Męczyńska-Wielgosz Sylwia, Sikorska Katarzyna, Czerwińska Malwina, Kapka-Skrzypczak Lucyna, Kruszewski Marcin
Centre for Radiobiology and Biological Dosimetry, Institute of Nuclear Chemistry and Technology, 03-195 Warsaw, Poland.
Department of Molecular Biology and Translational Research, Institute of Rural Health, 20-090 Lublin, Poland.
Int J Mol Sci. 2025 May 16;26(10):4783. doi: 10.3390/ijms26104783.

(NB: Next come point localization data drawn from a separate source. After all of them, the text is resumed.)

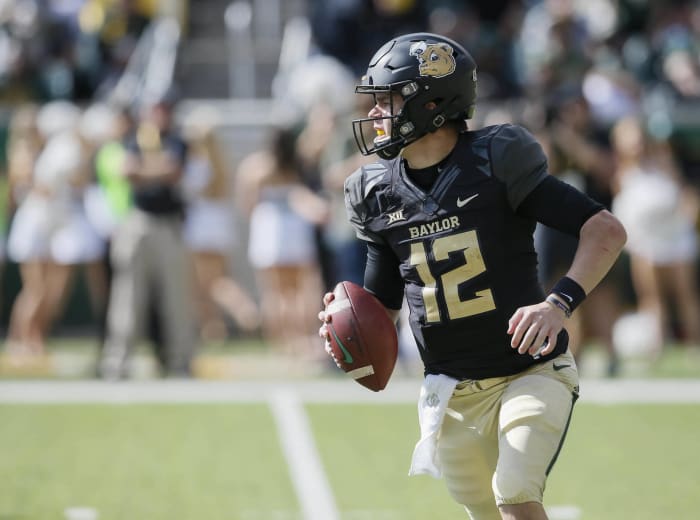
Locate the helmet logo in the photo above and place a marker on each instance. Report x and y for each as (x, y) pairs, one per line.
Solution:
(434, 59)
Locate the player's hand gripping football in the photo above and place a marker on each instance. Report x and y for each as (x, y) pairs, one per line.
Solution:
(534, 329)
(323, 330)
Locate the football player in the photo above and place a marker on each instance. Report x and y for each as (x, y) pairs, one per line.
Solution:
(448, 215)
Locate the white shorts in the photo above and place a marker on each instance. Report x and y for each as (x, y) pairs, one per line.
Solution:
(503, 434)
(210, 226)
(279, 237)
(42, 230)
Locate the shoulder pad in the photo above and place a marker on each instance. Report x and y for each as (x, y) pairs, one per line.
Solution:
(359, 190)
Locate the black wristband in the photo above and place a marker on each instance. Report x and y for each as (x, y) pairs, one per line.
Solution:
(556, 302)
(569, 291)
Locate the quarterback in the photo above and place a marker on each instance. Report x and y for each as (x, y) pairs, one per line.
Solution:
(448, 215)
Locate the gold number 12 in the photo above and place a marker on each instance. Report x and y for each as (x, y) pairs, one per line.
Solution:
(467, 244)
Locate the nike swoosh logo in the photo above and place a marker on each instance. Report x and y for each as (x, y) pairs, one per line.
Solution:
(347, 357)
(461, 203)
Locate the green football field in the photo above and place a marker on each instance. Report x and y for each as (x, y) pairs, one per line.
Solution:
(226, 460)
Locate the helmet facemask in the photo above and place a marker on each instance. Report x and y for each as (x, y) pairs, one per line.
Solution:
(368, 139)
(436, 79)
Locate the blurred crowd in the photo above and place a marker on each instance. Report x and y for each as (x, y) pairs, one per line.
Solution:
(147, 205)
(66, 49)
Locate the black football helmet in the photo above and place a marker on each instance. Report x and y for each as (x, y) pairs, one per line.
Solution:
(421, 68)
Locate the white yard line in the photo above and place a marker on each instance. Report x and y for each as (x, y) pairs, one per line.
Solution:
(316, 391)
(305, 467)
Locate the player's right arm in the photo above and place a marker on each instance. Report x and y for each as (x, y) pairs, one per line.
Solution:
(382, 277)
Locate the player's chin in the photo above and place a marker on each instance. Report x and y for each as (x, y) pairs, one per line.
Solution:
(381, 139)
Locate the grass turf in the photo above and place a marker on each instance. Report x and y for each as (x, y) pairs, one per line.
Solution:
(181, 462)
(153, 462)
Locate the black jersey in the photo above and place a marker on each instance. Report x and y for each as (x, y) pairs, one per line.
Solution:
(466, 256)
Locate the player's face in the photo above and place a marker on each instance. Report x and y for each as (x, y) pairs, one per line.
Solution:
(386, 105)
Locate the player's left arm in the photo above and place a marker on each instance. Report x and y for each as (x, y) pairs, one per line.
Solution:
(521, 165)
(601, 238)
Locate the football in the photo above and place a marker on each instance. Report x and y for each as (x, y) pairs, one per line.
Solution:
(362, 336)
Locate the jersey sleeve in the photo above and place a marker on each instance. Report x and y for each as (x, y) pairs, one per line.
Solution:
(518, 161)
(358, 186)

Internalization of nanoparticles (NPs), including nanoplastic, is one of the key factors determining their toxicity. In this work, we studied the toxicity and mechanisms of the uptake of model fluorescent polystyrene NPs (PS NPs) of three different sizes (30, 50, and 100 nm) in three human cancer cells lines; two originated from gut tissue (HT-29 and Caco-2) and one originated from liver tissue (Hep G2). Toxicity was measured by Neutral Red Assay (NRU), whereas mechanisms of uptake were studied using flow cytometry and different uptake inhibitors. The toxicity of the studied NPs followed a general rule observed for NPs-the smaller ones were more toxic than the larger ones. This relationship was dose dependent; however, the overall toxicity of the studied NPs was very low, despite the significant uptake of PS NPs. Although clathrin- and caveolin-dependent uptake is generally accepted as a major route of NP uptake, the inhibition of both mechanisms did not affect PS NP uptake in the cell lines studied in this work. Further experiments revealed that the major route of PS NP uptake in these cells is a scavenger receptor-mediated uptake.
包括纳米塑料在内的纳米颗粒(NPs)的内化是决定其毒性的关键因素之一。在这项工作中,我们研究了三种不同大小(30、50和100纳米)的模型荧光聚苯乙烯纳米颗粒(PS NPs)在三种人类癌细胞系中的毒性及摄取机制;其中两种源自肠道组织(HT-29和Caco-2),一种源自肝脏组织(Hep G2)。通过中性红试验(NRU)测定毒性,而使用流式细胞术和不同的摄取抑制剂研究摄取机制。所研究的纳米颗粒的毒性遵循纳米颗粒普遍观察到的规律——较小的纳米颗粒比较大的更具毒性。这种关系是剂量依赖性的;然而,尽管PS NPs有大量摄取,但所研究的纳米颗粒的总体毒性非常低。虽然网格蛋白和小窝蛋白依赖性摄取通常被认为是纳米颗粒摄取的主要途径,但在这项工作所研究的细胞系中,对这两种机制的抑制均不影响PS NPs的摄取。进一步的实验表明,这些细胞中PS NPs摄取的主要途径是清道夫受体介导的摄取。